The winter of 1780 was a difficult one for the Continental Army. The weather was exceptionally cold, provisions and shelter for the men were in short supply, and the war did not appear to be favoring the American cause. (You can read more here about the army’s winter at Jockey Hollow, near Morristown, NJ.)
But for at least one young officer, the frigid, snowy months couldn’t have been more delightful. Lt. Col. Alexander Hamilton, an aide-de-camp (the 1777 miniature portrait, left, shows him wearing the green sash of an aide-de-camp) of Commander-in-Chief General George Washington, had fallen in love with Elizabeth Schuyler, the daughter of another general from Albany, NY. Eliza had come to visit her aunt, Gertrude Cochran, for the duration of the winter, and her courtship with the young colonel moved swiftly. Before long, he had become a frequent caller at the Cochran lodgings, and when his duties or the weather kept him at headquarters, he wooed Eliza with romantic letters.
At some point during that winter, he also wrote her a love sonnet. The whereabouts of the little handwritten poem are now unknown, but Allan McLane Hamilton, the grandson of Alexander and Eliza and the son of their youngest child Philip, had it amongst family papers in the early 20thc. In his 1910 family memoir, The Intimate Life of Alexander Hamilton, he described the poem’s significance to Eliza:
“Few letters remain which enable us to mark the advance of Alexander’s wooing, but a little verse is in my possession which was found in a tiny bag hanging from his wife’s neck after her death, and which she had evidently always worn, and it was quite probably given to her when they were together this winter [1779-1780]. What is apparently a sonnet was written upon a piece of torn and yellow paper, fragments of which had been sewn together with ordinary thread.”

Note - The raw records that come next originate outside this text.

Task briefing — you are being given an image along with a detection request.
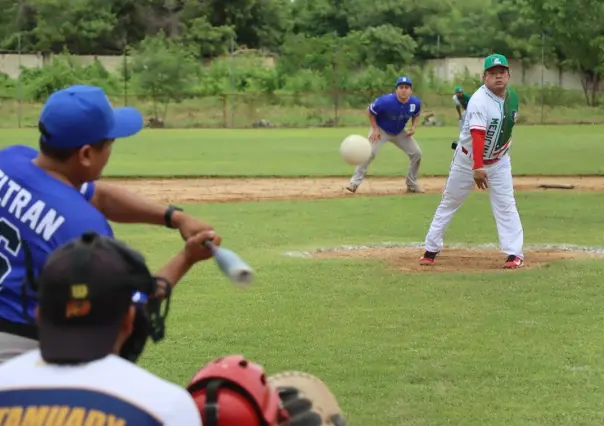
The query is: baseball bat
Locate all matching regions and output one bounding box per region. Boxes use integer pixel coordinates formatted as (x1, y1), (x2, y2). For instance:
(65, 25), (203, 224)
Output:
(203, 241), (254, 286)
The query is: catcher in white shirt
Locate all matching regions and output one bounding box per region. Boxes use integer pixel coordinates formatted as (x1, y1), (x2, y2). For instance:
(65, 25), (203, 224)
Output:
(420, 54), (524, 269)
(0, 232), (212, 426)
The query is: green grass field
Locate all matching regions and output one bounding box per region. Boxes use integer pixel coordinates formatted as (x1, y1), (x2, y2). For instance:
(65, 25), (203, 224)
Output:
(0, 125), (604, 177)
(0, 126), (604, 426)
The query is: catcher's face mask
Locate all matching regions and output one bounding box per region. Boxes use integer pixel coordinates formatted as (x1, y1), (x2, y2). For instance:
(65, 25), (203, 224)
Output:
(187, 355), (287, 426)
(22, 233), (172, 362)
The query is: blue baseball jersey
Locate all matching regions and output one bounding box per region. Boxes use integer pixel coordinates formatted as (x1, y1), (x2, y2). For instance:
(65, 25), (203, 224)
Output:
(0, 145), (113, 323)
(369, 93), (422, 135)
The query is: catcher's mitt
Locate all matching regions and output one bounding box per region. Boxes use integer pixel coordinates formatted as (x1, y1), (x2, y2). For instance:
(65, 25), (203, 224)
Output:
(268, 371), (346, 426)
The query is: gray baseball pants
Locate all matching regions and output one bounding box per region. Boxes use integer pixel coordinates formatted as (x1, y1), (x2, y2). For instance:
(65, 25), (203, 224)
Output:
(350, 127), (422, 190)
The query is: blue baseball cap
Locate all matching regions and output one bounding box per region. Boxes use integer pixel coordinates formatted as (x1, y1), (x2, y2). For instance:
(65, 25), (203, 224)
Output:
(396, 75), (413, 87)
(39, 85), (144, 148)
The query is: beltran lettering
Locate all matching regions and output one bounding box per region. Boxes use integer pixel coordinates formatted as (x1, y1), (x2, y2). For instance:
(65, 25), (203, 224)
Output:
(0, 405), (126, 426)
(0, 170), (65, 241)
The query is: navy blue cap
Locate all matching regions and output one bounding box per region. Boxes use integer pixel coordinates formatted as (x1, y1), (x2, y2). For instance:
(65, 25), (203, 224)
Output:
(396, 75), (413, 87)
(39, 85), (144, 148)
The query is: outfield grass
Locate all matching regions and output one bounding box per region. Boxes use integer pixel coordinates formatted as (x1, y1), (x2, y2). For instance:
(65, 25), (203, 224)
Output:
(0, 126), (604, 176)
(116, 193), (604, 426)
(0, 126), (604, 426)
(0, 96), (604, 128)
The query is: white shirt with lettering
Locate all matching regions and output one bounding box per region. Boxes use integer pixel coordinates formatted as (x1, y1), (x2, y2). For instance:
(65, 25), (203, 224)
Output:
(0, 349), (201, 426)
(458, 85), (517, 160)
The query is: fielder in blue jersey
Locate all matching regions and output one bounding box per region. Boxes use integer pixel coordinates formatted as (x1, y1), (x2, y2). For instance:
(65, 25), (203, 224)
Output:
(346, 76), (423, 193)
(0, 85), (220, 362)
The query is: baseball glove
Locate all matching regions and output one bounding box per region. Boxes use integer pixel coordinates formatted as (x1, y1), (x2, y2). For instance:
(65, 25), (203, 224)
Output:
(268, 371), (346, 426)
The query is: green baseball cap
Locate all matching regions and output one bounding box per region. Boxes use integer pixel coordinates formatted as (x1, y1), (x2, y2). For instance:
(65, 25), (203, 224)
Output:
(484, 53), (509, 71)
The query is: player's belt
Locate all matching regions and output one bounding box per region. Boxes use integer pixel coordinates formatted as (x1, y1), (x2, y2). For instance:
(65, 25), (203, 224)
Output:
(461, 146), (501, 166)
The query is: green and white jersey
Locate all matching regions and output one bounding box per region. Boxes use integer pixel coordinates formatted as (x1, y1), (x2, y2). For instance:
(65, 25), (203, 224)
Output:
(459, 85), (518, 160)
(453, 93), (472, 111)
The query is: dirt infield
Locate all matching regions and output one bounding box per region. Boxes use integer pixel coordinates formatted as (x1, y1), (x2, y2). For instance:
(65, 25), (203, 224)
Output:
(106, 176), (604, 203)
(311, 247), (604, 273)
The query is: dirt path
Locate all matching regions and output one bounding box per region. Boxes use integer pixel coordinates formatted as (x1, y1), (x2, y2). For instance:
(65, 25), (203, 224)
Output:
(107, 176), (604, 203)
(312, 247), (603, 273)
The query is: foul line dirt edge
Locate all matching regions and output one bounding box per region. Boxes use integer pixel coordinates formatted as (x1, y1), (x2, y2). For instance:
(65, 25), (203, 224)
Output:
(283, 243), (604, 273)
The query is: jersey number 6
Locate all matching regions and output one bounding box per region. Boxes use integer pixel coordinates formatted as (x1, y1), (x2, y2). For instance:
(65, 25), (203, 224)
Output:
(0, 218), (21, 291)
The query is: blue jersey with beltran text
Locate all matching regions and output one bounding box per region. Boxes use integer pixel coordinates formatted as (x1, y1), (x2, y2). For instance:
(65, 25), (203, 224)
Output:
(0, 145), (113, 323)
(369, 93), (422, 135)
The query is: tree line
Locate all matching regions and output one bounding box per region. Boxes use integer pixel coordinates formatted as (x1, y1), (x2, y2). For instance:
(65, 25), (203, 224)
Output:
(0, 0), (604, 105)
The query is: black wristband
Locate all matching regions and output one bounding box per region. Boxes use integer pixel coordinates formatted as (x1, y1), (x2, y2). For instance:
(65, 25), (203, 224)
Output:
(164, 205), (183, 229)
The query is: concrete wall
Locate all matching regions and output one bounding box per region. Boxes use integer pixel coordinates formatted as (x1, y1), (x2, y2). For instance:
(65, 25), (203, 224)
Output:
(427, 58), (583, 90)
(0, 53), (583, 90)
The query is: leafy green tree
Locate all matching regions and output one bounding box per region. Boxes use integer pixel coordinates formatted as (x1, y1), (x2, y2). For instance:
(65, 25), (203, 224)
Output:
(132, 31), (199, 121)
(521, 0), (604, 106)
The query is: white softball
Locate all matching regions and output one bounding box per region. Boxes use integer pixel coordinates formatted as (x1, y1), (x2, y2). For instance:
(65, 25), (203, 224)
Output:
(340, 135), (371, 166)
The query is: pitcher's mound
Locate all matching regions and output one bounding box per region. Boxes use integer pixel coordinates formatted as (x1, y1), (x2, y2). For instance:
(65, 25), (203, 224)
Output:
(312, 247), (603, 273)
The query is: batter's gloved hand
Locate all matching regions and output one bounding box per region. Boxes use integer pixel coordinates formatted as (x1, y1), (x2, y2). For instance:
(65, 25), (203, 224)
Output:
(268, 371), (346, 426)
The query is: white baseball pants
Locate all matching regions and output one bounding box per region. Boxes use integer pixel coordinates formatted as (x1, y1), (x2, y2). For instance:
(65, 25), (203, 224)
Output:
(457, 110), (466, 132)
(350, 128), (422, 189)
(425, 145), (524, 259)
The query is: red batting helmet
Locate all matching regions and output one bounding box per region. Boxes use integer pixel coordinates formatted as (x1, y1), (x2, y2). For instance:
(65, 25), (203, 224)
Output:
(187, 355), (287, 426)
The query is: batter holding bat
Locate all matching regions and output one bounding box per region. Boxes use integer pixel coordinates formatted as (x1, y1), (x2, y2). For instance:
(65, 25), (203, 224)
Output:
(0, 85), (222, 363)
(420, 54), (524, 269)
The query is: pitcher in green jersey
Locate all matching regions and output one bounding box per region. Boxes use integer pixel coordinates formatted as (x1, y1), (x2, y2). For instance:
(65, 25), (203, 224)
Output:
(420, 54), (524, 269)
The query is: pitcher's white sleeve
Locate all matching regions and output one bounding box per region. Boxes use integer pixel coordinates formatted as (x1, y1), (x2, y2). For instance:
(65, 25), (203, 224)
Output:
(164, 389), (202, 426)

The sonnet is romantically conventional for an 18thc suitor, but it’s still easy to see why Eliza treasured it so:
Answer to the Inquiry Why I Sighed
Before no mortal ever knew
A love like mine so tender—true—
Completely wretched—you away—
And but half blessed e’en while you stay.
If present love [illegible] face
Deny you to my fond embrace
No joy unmixed my bosom warms
But when my angel’s in my arms.
Given that their courtship likely began in late January, could this poem have been a February Valentine from Alexander to Eliza? While there’s now no way of knowing for sure, it is possible. In the days before commercially printed cards and heart-shaped boxes of chocolates, gentlemen often composed poems like this as Valentines for their sweethearts. While Alexander did write a handful of other poems in the course of his life, this is the only surviving example written to Eliza. Valentine or not, it must have held special significance to her, enough that she still kept it close until her death over seventy years later.
Above: Miniature of Lieutenant-Colonel Alexander Hamilton by Charles Willson Peale , 1777, Museum of the City of New York.